Considering these differences in the components of ISR tissues, the responses of tissue to treatment with balloon angioplasty were reported to be different. In the lesions with homogenous findings on OCT, a change in the luminal cross-sectional area was smaller and the stent cross-sectional area was larger than those of the non-homogenous group. Thus, ISR lesions with homogenous neointima are associated with a relative overexpansion of the stent with suboptimal compression of the neointima during intervention.

In the current study, the mixed group showed a significantly higher efficacy of ELCA and subsequent balloon angioplasty compared to the homogenous pattern group. These findings are compatible with the results of balloon angioplasty in recent studies [7, 9, 10, 14]. Furthermore, lumen gain in the stent area was almost the same among the groups. Compared to simple balloon dilatation, ELCA may contribute to prevent stent overexpansion as there was no difference in percentage stent expansion among the three groups.

There is paucity of data elucidating a correlation between OCT findings and chronic results of ISR treatment with DCB and/or ELCA. In a recent report using DCB monotherapy (without ELCA) for ISR, the incidence of angiographic re-restenosis was 19.1% in homogeneous, 22.0% in layered, and 38.5% in mixed groups, and the TLR rate was 10.6%, 18.3%, and 34.6%, respectively [10]. In the current study, the incidence of angiographic re-restenosis was 56% in homogeneous, 33% in layered, 33% in mixed group, and TLR rate was 30.0%, 23.8%, and 25.0%, respectively. Most major differences in the incidence of ISR and TLR between the two studies were observed between the homogenous type groups. These differences may partly reflect the fact that original stent and balloon size in the current study were significantly smaller in the homogeneous group than in the remaining groups. Nonetheless, the initial MLA before ELCA was similar among three groups; therefore, ELCA ablation before DCB may cause adverse tissue response to treatment in the homogenous group. Conversely, the benefit of ELCA in the layered and mixed group was equivocal. A possible explanation for such conflicting results in the chronic phase according to the tissue characteristics likely includes the differences in the inflammatory changes in the smooth muscle cells due to heat injury and subsequent healing process in the remaining tissue after ELCA. Further, an occasional strut exposure to the vessel lumen because of excessive ablation may also play a role in the development of ISR regardless of tissue morphology. Thus, although the clinical results of chronic phase in the current study did not show any favorable results, tissue characterization using OCT may provide information for differentiating the effect of ELCA and DCB for ISR. Further studies on larger sample sizes are warranted in terms of patient selection for ELCA therapy.

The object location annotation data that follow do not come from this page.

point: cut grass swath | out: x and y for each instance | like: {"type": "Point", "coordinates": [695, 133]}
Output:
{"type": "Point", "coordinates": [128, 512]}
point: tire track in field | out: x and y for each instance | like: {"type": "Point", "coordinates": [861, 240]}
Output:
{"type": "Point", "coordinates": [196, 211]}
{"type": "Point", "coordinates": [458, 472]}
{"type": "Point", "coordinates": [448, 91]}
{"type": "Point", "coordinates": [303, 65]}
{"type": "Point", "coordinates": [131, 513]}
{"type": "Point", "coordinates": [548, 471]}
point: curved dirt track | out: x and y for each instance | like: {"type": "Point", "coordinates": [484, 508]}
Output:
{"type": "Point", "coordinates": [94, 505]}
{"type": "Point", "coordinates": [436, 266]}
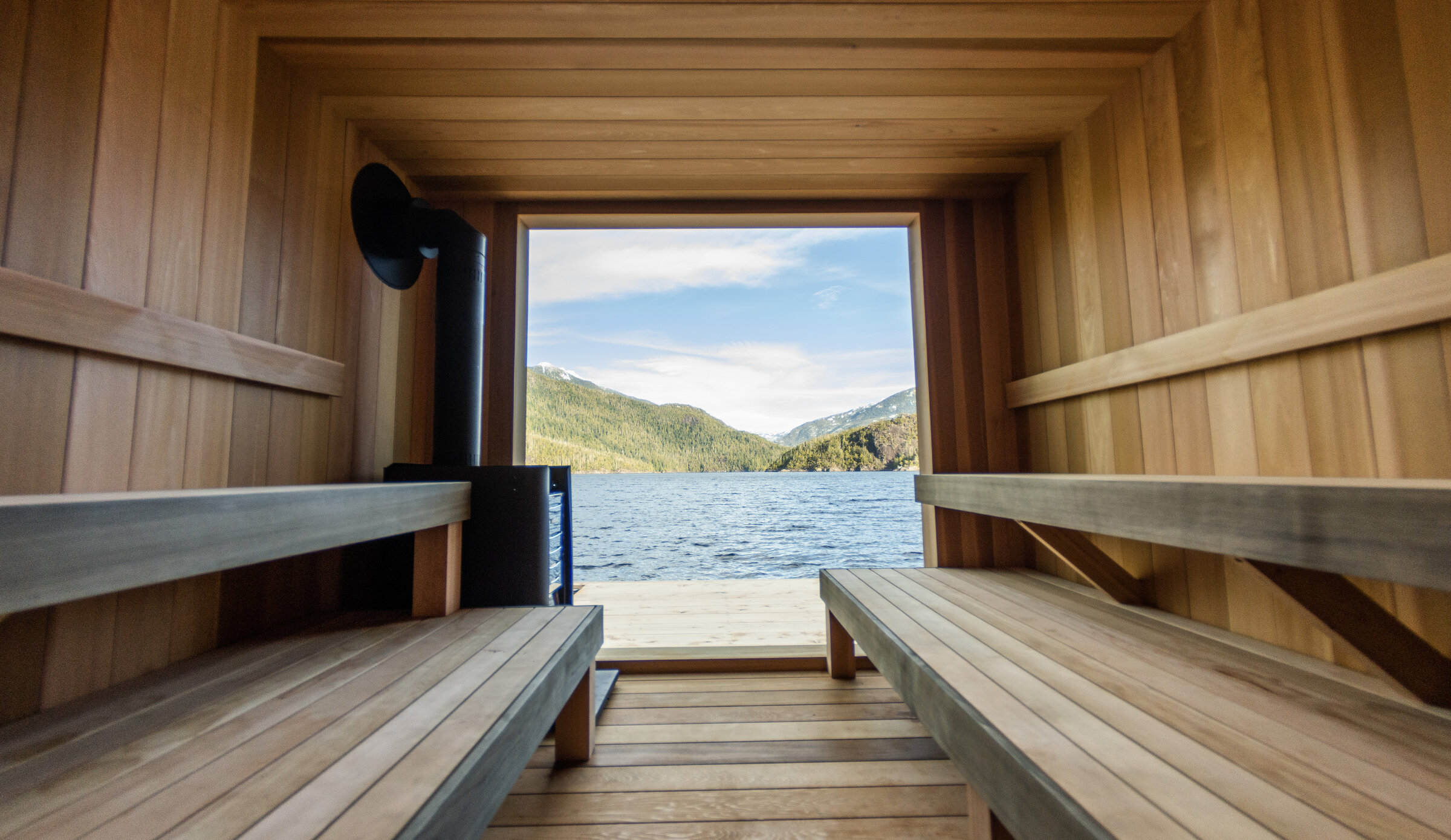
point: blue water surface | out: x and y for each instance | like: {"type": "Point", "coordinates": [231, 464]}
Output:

This study has several limitations. First, this was a single-center, retrospective, observational study. Only 53 lesions with 3 cohorts were evaluated. Thus, the study’s ability to detect significant correlates of effects with ELCA and OCT finding was limited. Second, there was no control group to evaluate the additional effect of ELCA in ISR treatment. Third, other potential confounders that could affect the result, such as the difference of the diseased stent (BMS or DES, the generation of DES, stent size, stent length), balloon size, and differences in the position of the coronary stent, were not evaluated. In fact, the homogenous group utilized a significantly smaller balloon size and stent used in the index procedure. Fourth, the risk factors contributing to ISR and TLR, such as the presence of antiplatelet therapy, ACS presentation, older age, diabetes mellitus, and multiple TLR, were not fully evaluated.

Conclusion

For the treatment of ISR, the efficacy of ELCA during the acute phase depends on tissue characteristics as detected by OCT. Despite these differences observed in the acute phase, no clinical difference in the chronic phase was observed. Further studies with a larger sample size are warranted.